Above is one of the most famous, important and remarkable paintings in history as it was created.
This image is 1.96 times as wide as it is high, just a bit wider than a widescreen TV (which is 1.85 times as wide as high, or 1:1.85 in the shorthand).
Fullscreen is a misnomer, it actually refers to “filling the screen” where the screen is the going-out-of-style squarish TV still found in my living room. It’s an image ratio of 1.33 times as wide as high (or 4:3). I’ve modified the classic painting to reflect how fullscreen, or pan-and-scan, cuts the image to fit onto the differently-shaped screen.
A bit over 40% of the image is cut off to fit the screen shape.
This is the point where fullscreen advocates will tell me that the “important parts” are still there. I’m assuming that Da Vinci was bright enough to put the 9 “important” disciples close enough to centre that they didn’t get cut.
Lastly, and most horrifying to my snooty cinematic ways, is what I see quite often on widescreen sets. Taking a fullscreen image and stretching it to fit a widescreen TV.

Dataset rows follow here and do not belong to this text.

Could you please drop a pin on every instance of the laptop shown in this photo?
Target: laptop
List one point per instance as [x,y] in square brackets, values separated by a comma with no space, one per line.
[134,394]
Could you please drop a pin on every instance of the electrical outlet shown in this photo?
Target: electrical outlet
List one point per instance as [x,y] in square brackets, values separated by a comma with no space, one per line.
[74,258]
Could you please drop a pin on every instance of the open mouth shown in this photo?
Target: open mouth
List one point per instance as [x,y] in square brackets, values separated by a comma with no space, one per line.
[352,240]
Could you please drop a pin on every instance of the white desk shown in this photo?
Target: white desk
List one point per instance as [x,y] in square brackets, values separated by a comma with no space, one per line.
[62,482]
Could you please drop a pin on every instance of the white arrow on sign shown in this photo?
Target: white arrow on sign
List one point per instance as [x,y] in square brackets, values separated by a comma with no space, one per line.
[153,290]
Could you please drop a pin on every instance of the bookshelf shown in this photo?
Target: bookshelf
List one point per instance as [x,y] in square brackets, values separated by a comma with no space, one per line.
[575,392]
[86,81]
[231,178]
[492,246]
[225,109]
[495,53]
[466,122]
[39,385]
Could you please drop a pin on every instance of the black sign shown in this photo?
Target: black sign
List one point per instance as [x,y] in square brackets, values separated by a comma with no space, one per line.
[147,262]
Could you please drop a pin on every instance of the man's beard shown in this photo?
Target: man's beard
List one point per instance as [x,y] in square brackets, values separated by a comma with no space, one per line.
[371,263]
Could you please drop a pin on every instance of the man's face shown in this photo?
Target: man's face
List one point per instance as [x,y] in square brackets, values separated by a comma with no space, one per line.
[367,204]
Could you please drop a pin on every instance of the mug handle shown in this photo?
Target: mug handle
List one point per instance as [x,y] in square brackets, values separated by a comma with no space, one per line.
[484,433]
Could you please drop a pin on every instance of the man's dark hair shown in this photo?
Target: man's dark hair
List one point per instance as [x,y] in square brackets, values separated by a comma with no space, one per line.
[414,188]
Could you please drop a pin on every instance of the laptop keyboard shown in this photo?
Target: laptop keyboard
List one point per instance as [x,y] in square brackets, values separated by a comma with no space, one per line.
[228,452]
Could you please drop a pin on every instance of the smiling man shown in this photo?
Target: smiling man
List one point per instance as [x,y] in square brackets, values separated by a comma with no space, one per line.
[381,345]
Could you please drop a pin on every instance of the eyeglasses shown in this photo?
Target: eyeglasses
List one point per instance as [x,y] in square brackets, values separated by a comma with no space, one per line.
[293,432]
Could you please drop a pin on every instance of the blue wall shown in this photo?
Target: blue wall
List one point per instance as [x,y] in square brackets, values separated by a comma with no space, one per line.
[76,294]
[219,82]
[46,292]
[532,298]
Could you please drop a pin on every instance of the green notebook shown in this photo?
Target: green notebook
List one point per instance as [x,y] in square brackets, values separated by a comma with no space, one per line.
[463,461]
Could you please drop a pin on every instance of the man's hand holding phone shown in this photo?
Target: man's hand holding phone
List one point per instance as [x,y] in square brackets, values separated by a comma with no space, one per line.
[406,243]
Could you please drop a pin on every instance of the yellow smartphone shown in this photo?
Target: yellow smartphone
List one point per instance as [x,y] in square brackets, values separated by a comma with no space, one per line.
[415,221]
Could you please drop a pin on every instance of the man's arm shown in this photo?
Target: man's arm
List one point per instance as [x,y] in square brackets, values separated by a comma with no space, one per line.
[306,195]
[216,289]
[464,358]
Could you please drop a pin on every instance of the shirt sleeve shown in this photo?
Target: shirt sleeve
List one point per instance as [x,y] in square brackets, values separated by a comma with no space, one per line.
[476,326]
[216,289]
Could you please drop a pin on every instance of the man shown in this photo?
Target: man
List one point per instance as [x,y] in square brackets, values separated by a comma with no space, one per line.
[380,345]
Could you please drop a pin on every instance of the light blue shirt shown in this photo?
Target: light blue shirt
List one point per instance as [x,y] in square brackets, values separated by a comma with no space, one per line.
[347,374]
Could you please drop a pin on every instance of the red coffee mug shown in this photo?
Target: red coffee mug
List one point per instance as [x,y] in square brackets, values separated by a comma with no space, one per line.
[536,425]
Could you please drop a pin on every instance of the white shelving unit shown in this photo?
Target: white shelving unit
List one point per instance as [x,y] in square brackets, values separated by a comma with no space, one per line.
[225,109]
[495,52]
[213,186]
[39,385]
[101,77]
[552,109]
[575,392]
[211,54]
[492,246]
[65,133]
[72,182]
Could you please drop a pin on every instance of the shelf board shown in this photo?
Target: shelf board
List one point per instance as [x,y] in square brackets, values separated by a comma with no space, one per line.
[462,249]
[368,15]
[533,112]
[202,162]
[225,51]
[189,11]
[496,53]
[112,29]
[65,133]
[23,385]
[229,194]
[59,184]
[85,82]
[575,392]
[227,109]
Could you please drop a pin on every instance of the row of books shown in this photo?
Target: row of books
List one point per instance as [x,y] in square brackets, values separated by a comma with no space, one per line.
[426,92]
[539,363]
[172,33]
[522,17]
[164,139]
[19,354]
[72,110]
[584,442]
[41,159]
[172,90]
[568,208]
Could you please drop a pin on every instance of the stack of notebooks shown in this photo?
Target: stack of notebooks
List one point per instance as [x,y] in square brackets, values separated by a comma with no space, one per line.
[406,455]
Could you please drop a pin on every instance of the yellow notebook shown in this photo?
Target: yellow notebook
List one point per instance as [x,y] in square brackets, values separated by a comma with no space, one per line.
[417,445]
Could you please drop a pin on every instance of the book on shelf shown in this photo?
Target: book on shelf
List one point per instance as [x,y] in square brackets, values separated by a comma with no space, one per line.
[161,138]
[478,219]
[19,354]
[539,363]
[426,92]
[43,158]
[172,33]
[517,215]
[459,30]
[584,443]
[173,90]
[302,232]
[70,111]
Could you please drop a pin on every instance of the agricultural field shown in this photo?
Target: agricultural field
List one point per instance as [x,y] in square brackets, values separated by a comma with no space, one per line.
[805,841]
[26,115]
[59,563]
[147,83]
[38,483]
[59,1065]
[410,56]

What you should see when watching a 4:3 show on a widescreen TV are black bars on the right and left of the screen. On many screens, what I see is this:
I’m not going to tell anyone what they should do with their set-up. Throw a blanket over the screen and pretend it’s a radioplay for all I care. But please, please be aware that you are watching an artistic endevour that has been “modified to fit your set”.